Além disso, parte do BCD foi desviada para a Cess de Infraestrutura e Desenvolvimento Agrícola (AIDC) para mostrar uma contagem de placas mais baixa no papel, mantendo inalterado o imposto total de importação, minando o objetivo de reforma declarado, disse o grupo de reflexão.
A actual estrutura tarifária é mais complexa, uma vez que os importadores também pagam AIDC, sobretaxa de segurança social e taxas de saúde.
“Portanto, a Índia deveria consolidar todas as taxas em placas transparentes com base nas taxas de importação totais, não apenas no BCD”, disse o fundador do GTRI, Ajay Srivastava.
À medida que a Índia procura uma produção mais profunda, uma diversificação das exportações e uma integração da cadeia de abastecimento no meio da fragmentação do comércio global e do protecionismo crescente, uma estrutura tarifária desatualizada e um sistema aduaneiro com muitos processos correm o risco de minar estes objetivos, disse ele.
Srivastava disse que as reformas alfandegárias e processuais estão no centro da arquitectura económica da Índia, com cerca de 29 por cento do PIB fluindo através das alfândegas e do comércio de mercadorias de mais de 1,16 biliões de dólares, e mesmo pequenas ineficiências estão agora a fazer baixar os preços nas economias avançadas, enfraquecendo os preços de exportação. Competitividade e desincentivos. “A Índia deveria simplificar a sua estrutura de direitos aduaneiros, reduzindo o número de placas de direitos reais, em vez de apenas placas de taxas BCD”, sugeriu ele.
O GTRI também sugeriu o uso de linguagem simples nas notificações alfandegárias; publicar todos os direitos de importação em um cronograma único e claro; Criar uma base de dados online pesquisável de decisões do Tribunal Aduaneiro; e realizar auditorias de base zero às regras e procedimentos aduaneiros.

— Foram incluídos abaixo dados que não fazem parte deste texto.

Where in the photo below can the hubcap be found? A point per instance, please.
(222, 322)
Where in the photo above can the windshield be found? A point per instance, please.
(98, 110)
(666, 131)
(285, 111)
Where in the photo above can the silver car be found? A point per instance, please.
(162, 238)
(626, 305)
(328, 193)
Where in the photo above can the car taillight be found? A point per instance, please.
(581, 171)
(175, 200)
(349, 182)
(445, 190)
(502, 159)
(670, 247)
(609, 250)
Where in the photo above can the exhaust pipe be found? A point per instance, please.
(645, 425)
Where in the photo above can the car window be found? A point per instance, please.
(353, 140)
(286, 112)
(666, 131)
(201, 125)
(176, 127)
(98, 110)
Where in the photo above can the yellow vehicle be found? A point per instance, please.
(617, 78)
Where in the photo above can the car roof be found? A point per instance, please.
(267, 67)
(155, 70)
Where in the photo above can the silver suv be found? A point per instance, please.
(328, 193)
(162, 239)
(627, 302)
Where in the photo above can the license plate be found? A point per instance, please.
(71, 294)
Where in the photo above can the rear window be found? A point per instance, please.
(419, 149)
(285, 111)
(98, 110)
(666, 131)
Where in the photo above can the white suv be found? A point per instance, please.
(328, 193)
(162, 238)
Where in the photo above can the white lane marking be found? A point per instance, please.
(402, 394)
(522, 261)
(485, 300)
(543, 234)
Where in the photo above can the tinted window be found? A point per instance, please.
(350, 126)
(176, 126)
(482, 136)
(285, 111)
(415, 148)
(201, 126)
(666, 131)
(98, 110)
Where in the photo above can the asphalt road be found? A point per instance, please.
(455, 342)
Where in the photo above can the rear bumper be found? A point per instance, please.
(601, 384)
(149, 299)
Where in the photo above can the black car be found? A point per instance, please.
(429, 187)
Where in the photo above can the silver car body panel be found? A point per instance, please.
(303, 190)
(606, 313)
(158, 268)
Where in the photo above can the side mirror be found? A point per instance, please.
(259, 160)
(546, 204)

A Índia deveria realizar uma revisão abrangente e baseada no produto das tarifas alfandegárias para que a política comercial apoie a produção e as exportações, disse ele.
“Os direitos aduaneiros contribuem apenas com 6 por cento da receita fiscal bruta da Índia, o que equivale a 3,9 por cento do valor das importações, o que mostra que as tarifas perderam a sua relevância como instrumento de receitas”, afirmou.